The probabilities are increasing, and this is reasonable because the more people observed, the more chances there are for birthdays to overlap. In fact, if there are 366 people in the group, there must be at least one pair who share a birthday as there are only 365 birthdays to choose from. So, somewhere between 5 people and 366 people, the probability increases considerably. What surprises most people is that it does not take too many people before the probability gets quite large. Table 7.5 shows these probabilities for between 10 and 70 people. For example, from the table we can observe that if there are as few as 23 people in a group, the chance that there are at least two people who share a birthday is above 50%. When you get 50 people in a room together, there is a 97% chance that at least two people in the room share a birthday. That means if you are sitting in a class with at least 50 other students, it is almost certain that there are at least two people in the room who share a birthday!

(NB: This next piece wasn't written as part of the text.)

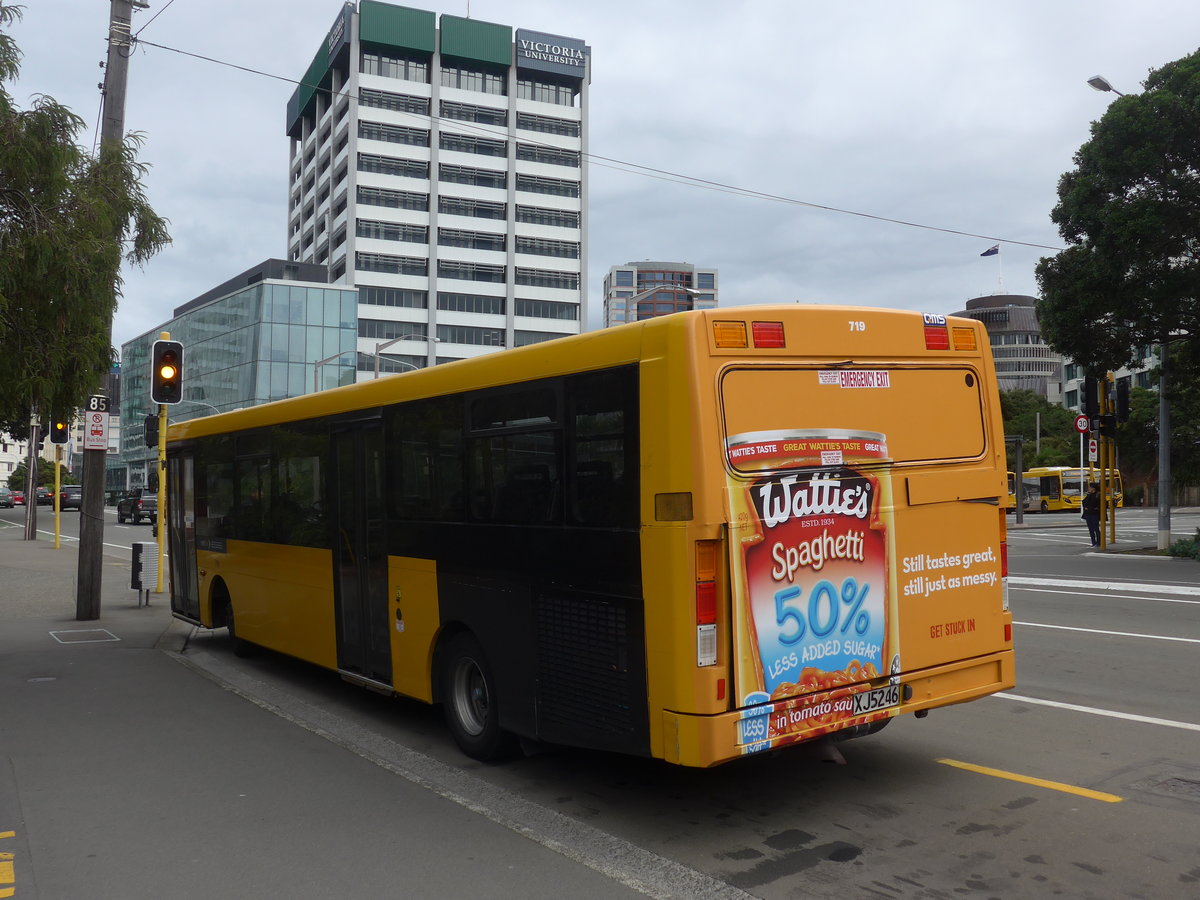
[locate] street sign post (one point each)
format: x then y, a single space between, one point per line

Table 7.5 The probability that at least two people in a group share a birthday assuming each person is equally likely to have one of 365 birthdays in the year excluding leap days.
|
Number of People |
Probability at Least One Pair Shares a Birthday |
|
10 |
0.1169 |
|
11 |
0.1141 |
|
12 |
0.1670 |
|
13 |
0.1944 |
|
14 |
0.2231 |
|
15 |
0.2529 |
|
16 |
0.2836 |
|
17 |
0.3150 |
|
18 |
0.3469 |
|
19 |
0.3791 |
|
20 |
0.4114 |
|
21 |
0.4437 |
|
22 |
0.4757 |
|
23 |
0.5073 |
|
24 |
0.5383 |
|
25 |
0.5687 |
|
26 |
0.5982 |
|
27 |
0.6269 |
|
28 |
0.6545 |
|
29 |
0.6810 |
|
30 |
0.7063 |
|
31 |
0.7305 |
|
32 |
0.7355 |
|
33 |
0.7750 |
|
34 |
0.7953 |
|
35 |
0.8144 |
|
36 |
0.8322 |
|
37 |
0.8487 |
|
38 |
0.8641 |
|
39 |
0.8782 |
|
40 |
0.8912 |
|
50 |
0.9704 |
|
60 |
0.9941 |
|
70 |
0.9992 |
The rapid increase of this probability is sometimes called a paradox because it does not seem possible that the probability would be so large for so few people. The main thing to remember is that this is not the probability that someone has the same birthdate as yours; this is the probability that at least two people in the room have a matching birthday.

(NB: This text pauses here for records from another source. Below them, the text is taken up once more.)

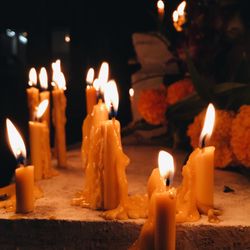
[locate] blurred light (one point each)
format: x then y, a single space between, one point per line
10 33
22 39
67 38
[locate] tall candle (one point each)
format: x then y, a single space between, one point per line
45 95
32 93
24 175
165 206
204 164
160 9
59 117
40 145
90 91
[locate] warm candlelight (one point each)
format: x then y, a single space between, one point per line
59 118
40 144
165 206
204 163
102 79
32 93
24 175
160 9
45 94
90 91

What about the assumptions that we made at the beginning of this section? As we stated earlier, the distribution of birthdays is not uniform throughout the year, and hence there are some months of the year where birthdays are more common than others. In fact, recent birthdate data (1994–2014) compiled by the U.S. Centers for Disease Control and Prevention’s National Center for Health Statistics (NCHS) and the Social Security Administration show that September 9 is the most common birth date in the United States. September is a very common month for birthdays as nine of the top ten birth dates occur in September, though the most common month for a birthday is August (Cahn 2024). How does the nonuniformity of birth dates throughout the year affect the calculations?

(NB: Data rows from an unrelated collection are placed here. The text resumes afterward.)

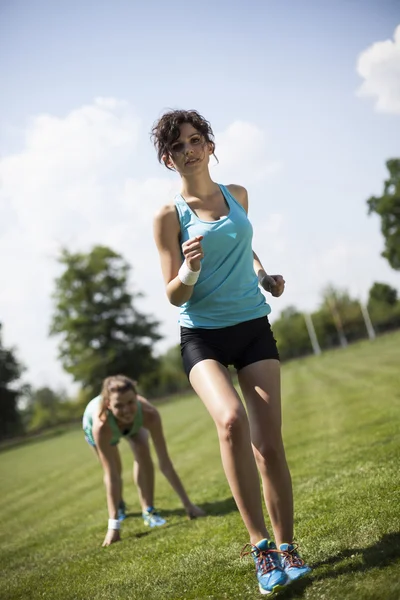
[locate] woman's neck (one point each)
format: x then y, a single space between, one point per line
200 185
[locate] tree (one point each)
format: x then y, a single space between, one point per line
382 293
102 333
10 391
387 207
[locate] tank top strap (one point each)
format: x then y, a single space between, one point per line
233 203
183 210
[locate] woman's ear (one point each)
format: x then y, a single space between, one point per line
168 161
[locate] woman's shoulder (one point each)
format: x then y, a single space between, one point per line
166 216
239 193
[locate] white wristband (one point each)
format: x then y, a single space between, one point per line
187 276
114 524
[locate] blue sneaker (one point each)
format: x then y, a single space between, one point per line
270 575
292 564
121 511
151 518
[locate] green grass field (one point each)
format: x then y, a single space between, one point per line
342 433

It turns out that the probability of at least one match increases when the distribution of birth dates is not uniform (Bloom 1973; Munford 1977; Rust 1976). This makes sense because if there are some birthdays that are more common than others, we would expect that there would be a better chance of at least two individuals having those birthdays. Some researchers have used the actual distribution of birthdays in the United States to determine how much these probabilities change. What they found is that the probabilities are relatively insensitive to the moderate variation in birthrates observed in the United States (Nunnikhoven 1992). For example, when there are 10 people in the group, the probability of at least one match is 0.116948 when birthdays are assumed to be uniformly distributed throughout the year, whereas this probability is 0.117100 when the actual distribution of birthdays is used.